About this Artist
Jessie Cox is a composer, drummer, educator, and music theorist currently in pursuit of his doctorate degree at Columbia University. He has written over 100 works for various musical ensembles, including electroacoustic works, solo works, chamber and orchestral works, and works for jazz ensembles and choirs. He has composed for performers such as JACK Quartet, Claire Chase, String Noise, International Contemporary Ensemble, Rebekah Heller, Vasko Dukovski, Either/Or, Cory Smythe, Ryan Muncy, Katinka Kleijn, Promenade Sauvage, Janet Underhill, Cehryl, Greg Saunier of Deerhoof, and more.

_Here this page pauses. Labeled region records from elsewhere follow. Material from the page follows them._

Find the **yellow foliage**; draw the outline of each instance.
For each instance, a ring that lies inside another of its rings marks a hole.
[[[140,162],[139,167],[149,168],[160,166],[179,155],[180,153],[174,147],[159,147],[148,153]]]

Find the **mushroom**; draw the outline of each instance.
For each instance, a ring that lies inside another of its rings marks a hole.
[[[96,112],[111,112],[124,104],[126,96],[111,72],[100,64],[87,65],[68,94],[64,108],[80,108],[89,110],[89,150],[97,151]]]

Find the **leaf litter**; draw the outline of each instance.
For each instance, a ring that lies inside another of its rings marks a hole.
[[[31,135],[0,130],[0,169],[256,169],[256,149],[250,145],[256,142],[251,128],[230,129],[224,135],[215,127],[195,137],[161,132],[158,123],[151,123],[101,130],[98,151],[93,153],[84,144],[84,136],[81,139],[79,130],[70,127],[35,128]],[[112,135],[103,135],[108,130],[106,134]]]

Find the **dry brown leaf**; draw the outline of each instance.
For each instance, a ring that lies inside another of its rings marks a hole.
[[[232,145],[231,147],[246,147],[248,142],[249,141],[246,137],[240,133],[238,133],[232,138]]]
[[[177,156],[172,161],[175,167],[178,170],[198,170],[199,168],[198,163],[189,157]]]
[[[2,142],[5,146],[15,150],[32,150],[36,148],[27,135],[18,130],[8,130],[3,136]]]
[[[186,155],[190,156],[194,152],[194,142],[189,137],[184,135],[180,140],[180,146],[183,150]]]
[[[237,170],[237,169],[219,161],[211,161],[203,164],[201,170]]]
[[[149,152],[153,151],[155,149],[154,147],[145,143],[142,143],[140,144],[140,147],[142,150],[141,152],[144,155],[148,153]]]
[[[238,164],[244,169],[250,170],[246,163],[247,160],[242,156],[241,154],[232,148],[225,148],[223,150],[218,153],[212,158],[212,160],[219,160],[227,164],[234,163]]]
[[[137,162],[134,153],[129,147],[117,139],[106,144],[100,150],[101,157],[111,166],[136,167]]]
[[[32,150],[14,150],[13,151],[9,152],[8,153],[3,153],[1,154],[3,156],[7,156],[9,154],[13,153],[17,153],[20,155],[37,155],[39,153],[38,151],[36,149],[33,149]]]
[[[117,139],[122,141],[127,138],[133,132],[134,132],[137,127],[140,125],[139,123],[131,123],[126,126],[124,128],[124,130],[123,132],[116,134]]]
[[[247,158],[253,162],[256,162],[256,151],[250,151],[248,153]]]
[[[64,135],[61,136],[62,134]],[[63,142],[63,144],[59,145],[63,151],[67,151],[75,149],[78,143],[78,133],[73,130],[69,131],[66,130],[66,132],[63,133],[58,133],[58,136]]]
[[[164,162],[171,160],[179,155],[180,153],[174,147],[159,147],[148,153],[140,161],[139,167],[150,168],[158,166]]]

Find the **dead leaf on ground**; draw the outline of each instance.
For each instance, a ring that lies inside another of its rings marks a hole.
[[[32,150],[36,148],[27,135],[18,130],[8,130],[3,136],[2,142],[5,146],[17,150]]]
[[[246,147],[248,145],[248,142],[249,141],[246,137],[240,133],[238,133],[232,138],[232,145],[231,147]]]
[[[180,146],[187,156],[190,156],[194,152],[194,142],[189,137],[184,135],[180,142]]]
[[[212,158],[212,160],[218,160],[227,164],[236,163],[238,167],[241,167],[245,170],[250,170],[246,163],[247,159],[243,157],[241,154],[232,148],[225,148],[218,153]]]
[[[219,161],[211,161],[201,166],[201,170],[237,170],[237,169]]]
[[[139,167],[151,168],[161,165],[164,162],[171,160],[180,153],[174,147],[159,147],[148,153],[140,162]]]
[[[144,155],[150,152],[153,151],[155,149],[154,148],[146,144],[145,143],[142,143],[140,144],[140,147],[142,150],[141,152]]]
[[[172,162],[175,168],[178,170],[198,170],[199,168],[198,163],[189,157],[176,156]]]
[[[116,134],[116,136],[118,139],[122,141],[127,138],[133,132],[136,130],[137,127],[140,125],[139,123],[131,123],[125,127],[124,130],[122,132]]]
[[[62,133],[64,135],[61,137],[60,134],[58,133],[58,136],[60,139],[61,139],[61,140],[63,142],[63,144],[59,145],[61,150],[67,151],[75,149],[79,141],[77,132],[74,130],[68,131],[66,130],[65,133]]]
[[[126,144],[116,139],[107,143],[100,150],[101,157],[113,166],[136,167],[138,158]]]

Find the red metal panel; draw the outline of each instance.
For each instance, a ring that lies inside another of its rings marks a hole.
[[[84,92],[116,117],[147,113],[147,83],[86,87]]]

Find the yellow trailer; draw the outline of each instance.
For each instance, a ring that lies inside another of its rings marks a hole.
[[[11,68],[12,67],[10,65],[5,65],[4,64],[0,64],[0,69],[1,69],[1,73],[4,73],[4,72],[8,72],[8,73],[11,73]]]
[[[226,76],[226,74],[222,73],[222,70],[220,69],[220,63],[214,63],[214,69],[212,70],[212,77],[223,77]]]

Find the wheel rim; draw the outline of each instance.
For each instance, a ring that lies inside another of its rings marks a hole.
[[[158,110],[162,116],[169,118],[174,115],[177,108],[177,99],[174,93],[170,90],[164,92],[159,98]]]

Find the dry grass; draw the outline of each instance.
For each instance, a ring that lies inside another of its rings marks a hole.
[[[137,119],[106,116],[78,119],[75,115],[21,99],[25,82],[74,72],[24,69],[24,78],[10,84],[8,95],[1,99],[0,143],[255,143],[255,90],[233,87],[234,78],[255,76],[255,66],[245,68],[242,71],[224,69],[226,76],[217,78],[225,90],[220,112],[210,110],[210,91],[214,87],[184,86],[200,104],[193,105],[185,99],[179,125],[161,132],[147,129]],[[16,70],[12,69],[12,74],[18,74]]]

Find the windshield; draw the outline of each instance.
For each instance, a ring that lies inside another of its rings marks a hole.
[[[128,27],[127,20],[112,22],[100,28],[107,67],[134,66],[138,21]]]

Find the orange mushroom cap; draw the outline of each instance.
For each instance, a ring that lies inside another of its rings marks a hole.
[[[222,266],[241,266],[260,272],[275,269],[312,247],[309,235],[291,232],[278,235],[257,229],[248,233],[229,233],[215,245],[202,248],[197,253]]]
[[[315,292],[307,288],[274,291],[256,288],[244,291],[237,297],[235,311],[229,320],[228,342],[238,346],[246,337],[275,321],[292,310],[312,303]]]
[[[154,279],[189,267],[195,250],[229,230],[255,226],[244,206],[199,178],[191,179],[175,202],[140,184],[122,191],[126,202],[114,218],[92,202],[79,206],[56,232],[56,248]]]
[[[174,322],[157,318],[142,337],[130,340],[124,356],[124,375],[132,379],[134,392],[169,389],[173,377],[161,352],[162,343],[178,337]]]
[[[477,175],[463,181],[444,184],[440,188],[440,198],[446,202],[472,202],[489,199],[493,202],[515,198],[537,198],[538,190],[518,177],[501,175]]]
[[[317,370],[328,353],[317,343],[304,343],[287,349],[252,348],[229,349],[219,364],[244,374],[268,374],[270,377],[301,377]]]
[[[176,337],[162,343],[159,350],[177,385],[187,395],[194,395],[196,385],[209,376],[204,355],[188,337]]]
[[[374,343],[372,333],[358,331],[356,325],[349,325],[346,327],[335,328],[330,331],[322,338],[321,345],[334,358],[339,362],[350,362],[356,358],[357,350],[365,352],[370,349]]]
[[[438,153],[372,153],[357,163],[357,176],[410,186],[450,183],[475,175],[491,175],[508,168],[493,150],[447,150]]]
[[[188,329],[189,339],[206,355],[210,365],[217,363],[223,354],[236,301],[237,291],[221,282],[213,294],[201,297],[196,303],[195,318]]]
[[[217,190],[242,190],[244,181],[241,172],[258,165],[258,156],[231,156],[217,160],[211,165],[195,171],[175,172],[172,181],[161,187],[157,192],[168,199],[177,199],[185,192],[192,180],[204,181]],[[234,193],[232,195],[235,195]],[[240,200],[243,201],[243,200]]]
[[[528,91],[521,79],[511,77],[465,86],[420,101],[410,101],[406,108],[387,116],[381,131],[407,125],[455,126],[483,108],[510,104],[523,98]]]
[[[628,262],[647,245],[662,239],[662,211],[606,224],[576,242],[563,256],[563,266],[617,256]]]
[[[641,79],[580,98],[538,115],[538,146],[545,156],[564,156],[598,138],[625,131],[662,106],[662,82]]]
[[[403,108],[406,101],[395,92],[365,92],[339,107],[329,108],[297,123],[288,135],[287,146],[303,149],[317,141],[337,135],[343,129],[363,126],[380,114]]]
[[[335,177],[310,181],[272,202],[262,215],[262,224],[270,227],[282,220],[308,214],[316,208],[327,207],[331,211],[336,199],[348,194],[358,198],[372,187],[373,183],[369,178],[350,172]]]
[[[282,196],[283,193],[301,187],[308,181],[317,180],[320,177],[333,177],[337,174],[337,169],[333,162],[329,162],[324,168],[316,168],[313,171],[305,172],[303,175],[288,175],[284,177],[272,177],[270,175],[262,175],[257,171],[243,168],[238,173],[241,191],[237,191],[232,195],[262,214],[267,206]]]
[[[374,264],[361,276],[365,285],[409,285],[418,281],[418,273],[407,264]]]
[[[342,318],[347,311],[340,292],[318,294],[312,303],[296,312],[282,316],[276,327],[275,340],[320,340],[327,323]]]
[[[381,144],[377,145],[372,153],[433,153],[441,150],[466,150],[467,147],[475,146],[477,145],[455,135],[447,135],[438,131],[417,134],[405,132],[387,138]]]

As a performer he has played in Europe, Africa, the Caribbean, and the USA with musicians from all over the world, including Roman Filiu, Julian Shore, Mark Wade, Maher Beauroy, Eric Wubbels, Marc Hannaford, Brian Krock, Weston Olencki, Lester St Louis, Sam Yulsman, Barbara LaFitte, Lucy Clifford, Tomas Sauter, and Alexander Levin, among others.
He has studied composition with Georg Friedrich Haas, Richard Carrick, Seth Cluett, Derek Hurst, Marti Epstein, and drums with Neal Smith and Tony “Thunder” Smith. Jessie has played at the Accra Jazz Festival and the Martinique Jazz Festival with the Maher Beauroy Trio, Rhythm and Thought Festival with High Key People. His compositions have been performed at NUNC3 at Northwestern University, New Music Gathering, Bang on a Can Music Series, Roulette Interpretation Series, OpenICE Library Festival at Lincoln Center, Composers Now Festival, Frequency Series at Constellation in Chicago, String Noise Sounds Series in NYC (where he is also co-curator), and Polyfold, and won the Leroy Souther’s Award (2015) and the Bill Maloof Award (2017) for his compositions. He was a finalist in the international composition competition ALEA III for his piece Earth for two bassoons, and two of his compositions have been regularly featured on the NPR station WGBH.
Jessie Cox graduated from the Berklee College of Music on scholarship in 2017, with a degree in composition.